Salad with Pumpkin and Apple
Auf die Idee, einen Kürbis-Apfel-Salat zuzubereiten bin ich noch nicht gekommen und war daher sehr gespannt, wie das Ergebnis ausfällt. Der Salat kommt nicht so ungewöhnlich daher, wie die Zutaten es vermuten lassen. Wichtig ist es aber, insbesondere den Kürbis in sehr feine Scheiben zu hobeln. Die verwendete Apfelsorte sollte nicht zu mürbe sein, sonst passen die Konsistenzen nicht so gut zusammen. Die Zeit für das Marinieren eher nicht zu kurz ansetzen, wir haben jedenfalls verlängert. Ich kann mir den Salat auch gut als „Unterlage“ für einen gebratenen Ziegenkäse oder ein Stück geräucherte Forelle vorstellen, aber ich schweife vom Thema ab …

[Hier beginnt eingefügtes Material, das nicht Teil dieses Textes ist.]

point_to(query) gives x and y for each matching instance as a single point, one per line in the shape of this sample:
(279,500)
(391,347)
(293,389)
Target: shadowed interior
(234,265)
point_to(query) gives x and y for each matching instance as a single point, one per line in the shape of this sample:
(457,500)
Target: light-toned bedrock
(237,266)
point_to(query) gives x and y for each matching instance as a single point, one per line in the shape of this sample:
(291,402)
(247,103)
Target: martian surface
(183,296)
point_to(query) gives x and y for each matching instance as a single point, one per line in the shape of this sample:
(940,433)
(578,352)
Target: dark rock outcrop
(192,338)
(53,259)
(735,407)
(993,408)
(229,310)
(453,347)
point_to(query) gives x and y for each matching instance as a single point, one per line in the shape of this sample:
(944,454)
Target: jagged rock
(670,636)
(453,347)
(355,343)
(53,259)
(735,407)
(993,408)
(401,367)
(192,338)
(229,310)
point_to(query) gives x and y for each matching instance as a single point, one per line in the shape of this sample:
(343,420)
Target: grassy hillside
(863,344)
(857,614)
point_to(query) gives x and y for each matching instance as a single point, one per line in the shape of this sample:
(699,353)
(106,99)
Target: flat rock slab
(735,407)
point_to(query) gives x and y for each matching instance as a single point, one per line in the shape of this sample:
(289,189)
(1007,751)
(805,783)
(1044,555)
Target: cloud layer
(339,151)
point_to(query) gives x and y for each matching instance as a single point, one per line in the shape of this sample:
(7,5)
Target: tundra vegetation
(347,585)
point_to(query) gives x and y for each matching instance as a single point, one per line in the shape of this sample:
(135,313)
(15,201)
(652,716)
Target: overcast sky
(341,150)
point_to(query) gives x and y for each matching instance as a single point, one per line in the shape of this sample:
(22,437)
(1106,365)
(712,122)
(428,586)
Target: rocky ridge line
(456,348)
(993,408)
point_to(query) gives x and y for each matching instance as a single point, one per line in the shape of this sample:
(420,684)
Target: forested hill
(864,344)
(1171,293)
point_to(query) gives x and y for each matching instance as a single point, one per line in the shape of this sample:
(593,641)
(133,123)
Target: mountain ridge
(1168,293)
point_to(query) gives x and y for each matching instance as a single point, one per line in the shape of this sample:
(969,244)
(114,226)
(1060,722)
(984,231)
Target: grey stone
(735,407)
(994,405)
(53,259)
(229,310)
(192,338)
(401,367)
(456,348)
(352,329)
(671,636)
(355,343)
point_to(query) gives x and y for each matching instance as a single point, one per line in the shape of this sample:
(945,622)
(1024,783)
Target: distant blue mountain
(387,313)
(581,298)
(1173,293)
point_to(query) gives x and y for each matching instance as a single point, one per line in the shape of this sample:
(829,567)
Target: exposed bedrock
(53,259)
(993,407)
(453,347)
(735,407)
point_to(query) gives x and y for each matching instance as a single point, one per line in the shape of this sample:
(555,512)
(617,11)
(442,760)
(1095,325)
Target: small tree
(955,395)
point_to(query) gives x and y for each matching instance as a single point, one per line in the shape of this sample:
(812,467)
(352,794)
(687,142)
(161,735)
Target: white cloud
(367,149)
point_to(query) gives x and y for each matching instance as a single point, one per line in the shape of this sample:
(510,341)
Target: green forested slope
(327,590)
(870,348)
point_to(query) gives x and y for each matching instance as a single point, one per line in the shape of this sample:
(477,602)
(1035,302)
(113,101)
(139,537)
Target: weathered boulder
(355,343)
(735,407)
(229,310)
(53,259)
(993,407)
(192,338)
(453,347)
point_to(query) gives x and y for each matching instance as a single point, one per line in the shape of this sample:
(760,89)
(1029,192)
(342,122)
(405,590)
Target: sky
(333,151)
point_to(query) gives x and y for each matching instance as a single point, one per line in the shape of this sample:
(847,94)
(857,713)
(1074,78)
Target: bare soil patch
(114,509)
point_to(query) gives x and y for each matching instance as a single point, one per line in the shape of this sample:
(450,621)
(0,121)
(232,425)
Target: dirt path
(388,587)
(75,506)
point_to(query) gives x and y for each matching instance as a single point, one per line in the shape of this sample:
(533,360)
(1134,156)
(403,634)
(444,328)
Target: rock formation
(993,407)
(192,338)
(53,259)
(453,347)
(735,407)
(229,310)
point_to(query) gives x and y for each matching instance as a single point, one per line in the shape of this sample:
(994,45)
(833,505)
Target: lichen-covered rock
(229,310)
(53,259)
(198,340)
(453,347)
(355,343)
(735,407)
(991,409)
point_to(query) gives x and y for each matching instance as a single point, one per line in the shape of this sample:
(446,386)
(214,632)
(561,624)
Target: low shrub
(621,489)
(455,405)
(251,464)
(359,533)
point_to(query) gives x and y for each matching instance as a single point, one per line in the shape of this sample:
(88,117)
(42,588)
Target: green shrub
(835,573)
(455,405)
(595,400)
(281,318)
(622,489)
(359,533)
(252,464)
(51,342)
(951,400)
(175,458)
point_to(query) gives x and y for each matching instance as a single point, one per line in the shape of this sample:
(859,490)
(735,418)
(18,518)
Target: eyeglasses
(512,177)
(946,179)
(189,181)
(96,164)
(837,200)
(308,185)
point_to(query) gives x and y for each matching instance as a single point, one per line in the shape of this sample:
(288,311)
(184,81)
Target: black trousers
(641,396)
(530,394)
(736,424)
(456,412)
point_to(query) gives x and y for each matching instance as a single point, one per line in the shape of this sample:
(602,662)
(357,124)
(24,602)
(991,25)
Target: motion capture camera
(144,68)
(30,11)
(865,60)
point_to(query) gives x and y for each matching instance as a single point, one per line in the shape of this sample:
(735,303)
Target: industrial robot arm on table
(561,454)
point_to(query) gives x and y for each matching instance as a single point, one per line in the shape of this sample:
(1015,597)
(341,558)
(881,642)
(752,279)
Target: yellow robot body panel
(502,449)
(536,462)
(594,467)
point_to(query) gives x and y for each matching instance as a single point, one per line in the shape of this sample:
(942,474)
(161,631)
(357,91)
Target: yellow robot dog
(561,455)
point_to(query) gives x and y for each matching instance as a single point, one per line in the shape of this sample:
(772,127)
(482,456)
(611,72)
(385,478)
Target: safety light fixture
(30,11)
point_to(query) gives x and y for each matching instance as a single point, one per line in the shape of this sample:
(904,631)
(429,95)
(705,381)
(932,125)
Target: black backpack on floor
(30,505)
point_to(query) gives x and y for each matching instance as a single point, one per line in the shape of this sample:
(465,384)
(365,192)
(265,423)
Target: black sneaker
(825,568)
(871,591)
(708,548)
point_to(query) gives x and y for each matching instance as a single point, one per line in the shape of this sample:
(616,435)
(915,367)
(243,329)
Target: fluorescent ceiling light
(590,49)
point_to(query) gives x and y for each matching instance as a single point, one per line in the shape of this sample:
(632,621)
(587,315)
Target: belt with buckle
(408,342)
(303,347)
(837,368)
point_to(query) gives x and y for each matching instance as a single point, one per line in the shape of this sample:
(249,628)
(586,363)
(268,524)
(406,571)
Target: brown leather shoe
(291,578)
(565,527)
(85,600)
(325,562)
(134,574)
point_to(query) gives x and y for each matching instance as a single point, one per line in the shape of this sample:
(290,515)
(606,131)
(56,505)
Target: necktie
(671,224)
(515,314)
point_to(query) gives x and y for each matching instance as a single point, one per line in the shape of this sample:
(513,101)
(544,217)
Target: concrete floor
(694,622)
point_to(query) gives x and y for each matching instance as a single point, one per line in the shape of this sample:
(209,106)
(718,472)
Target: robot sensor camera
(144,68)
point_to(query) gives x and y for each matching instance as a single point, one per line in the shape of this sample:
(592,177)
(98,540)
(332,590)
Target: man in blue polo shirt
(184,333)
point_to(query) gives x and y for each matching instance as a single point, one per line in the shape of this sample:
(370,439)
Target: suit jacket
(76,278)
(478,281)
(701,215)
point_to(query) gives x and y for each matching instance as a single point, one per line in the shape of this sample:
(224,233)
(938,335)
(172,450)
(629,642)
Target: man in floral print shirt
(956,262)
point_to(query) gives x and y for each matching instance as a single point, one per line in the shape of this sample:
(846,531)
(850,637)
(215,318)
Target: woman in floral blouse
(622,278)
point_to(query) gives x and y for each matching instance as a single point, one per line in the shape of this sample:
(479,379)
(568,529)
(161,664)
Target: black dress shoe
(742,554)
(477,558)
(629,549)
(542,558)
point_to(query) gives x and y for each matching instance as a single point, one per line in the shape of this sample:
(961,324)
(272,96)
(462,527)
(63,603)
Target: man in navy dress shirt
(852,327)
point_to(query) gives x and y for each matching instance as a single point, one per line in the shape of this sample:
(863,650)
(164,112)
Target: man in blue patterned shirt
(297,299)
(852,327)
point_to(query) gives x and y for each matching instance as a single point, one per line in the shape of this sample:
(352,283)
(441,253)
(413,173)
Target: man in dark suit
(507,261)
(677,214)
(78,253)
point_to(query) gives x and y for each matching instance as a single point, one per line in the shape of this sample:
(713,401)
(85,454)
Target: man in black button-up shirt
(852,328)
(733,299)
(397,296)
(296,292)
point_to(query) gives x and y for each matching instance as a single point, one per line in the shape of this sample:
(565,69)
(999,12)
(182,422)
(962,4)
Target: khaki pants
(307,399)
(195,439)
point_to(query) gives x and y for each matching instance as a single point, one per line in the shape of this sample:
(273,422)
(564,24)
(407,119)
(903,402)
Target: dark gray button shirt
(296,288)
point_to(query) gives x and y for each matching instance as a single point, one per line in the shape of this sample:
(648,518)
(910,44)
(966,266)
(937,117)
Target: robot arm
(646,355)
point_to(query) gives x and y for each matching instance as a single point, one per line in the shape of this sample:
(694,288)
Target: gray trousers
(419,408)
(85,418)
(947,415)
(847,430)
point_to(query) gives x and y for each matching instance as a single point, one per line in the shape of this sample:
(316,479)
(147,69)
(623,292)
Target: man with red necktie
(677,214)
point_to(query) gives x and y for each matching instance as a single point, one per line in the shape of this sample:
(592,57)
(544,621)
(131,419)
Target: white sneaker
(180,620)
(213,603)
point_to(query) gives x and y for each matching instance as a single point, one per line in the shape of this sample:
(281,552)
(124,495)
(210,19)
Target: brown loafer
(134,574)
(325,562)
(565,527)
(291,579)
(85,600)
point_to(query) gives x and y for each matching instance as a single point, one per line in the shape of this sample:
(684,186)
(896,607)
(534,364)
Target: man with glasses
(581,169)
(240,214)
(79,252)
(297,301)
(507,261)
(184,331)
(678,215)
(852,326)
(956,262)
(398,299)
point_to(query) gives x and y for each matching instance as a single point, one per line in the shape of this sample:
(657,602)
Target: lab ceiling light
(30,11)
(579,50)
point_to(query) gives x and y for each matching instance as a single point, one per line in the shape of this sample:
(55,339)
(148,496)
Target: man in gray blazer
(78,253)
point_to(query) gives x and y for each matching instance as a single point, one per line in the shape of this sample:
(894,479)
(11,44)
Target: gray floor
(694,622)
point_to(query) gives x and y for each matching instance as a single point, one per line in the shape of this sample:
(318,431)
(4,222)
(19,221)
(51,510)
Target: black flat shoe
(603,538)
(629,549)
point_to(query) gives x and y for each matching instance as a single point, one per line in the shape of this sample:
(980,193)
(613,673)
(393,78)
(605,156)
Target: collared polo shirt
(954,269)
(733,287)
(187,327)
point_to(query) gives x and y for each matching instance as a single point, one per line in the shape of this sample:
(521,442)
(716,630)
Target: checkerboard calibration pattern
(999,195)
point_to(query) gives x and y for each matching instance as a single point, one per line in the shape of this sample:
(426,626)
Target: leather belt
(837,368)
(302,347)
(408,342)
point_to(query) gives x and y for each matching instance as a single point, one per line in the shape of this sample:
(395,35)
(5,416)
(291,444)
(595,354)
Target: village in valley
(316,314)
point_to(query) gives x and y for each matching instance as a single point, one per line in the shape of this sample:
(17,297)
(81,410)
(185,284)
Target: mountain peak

Das dazu empfohlene Lakritzeis mit den rezeptbedingten sieben(!) Eigelben erschien uns viel zu mächtig. Also bleiben wir bei der Wahrheit und gestehen, dass wir hier ein wenig geschummelt haben: Wir haben einfach einen halben Teelöffel Lakritzpulver in das leicht angetaute, weiche Vanilleeis gerührt, fertig war das Semi-homemade-Eis, wirklich ausnehmend lecker. Zudem endlich eine Superidee, was wir mit dem engagiert gekauften Pulver aus dem Sommerurlaub in Schweden alles verfeinern können.

Plum Syrup
Gut, dass es noch eine große Tüte Pflaumen im Tiefkühler gab. Der Pflaumensirup war „die Idee“ zu einem Winterdessert und so konnte gleich umgesetzt werden, was Chef Karstad empfiehlt, nämlich die Produkte aus dem Vorrat sinnvoll zu verwenden. Die Pflaumen werden mit Wasser, Pfeffer (tolle Idee!) und etwas Zitronensaft erhitzt, später wird der Saft zu Sirup eingekocht. Die angegebene Einkochzeit passte nicht ganz zu unserer Pflaumensorte, wir konnten verkürzen, aber das würde ich nicht als Minus ansehen. Wer einen Kaminofen mit Backfach hat, sollte den Sirup hier gemütlich einkochen lassen, aber Achtung, zum Schluss geht es bannig schnell. Wie viele Rezepte in diesem Buch, ist auch dieses hier einfach gemacht, die Idee und das Endprodukt sind sehr ansprechend. Pflaumensirup eignet sich nicht nur als Mitbringsel, sondern passt laut Autor auch zu Eis, Joghurt oder Müsli. Also im nächsten Sommer schon mal ein paar Pflaumen zurückhalten.

Slow roasted breast of pork
Wer gerne auch einmal ein wenig fetteres Fleisch mag, der is(s)t hier richtig. Das Gericht macht sich fast nebenbei, denn es muss nur hier und da mit der süß-deftigen Bier-Apfelsaft-Mischung übergossen werden. Wir haben ein herbes Craft-Bier und einen Streuobstwiesensaft verwendet. Nach 2-3 Stunden bei mittlerer Hitze (140 °C) im Backofen gegart, ist das Fleisch fertig. Es wurde zu einer deftigen Vorspeise umgewandelt, dazu gab es ein kräftiges Roggenbrot mit Feldsalat – lecker! Das Fleisch war butterzart und schmeckte vorzüglich. Die Reste (falls vorhanden) lassen sich sehr gut kalt und mit Senf auf Brot essen. An den Wacholderbeeren kann ein wenig gespart werden, vor dem Servieren sollten sie jedoch in jedem Fall herausgesammelt werden, wer will schon darauf beißen?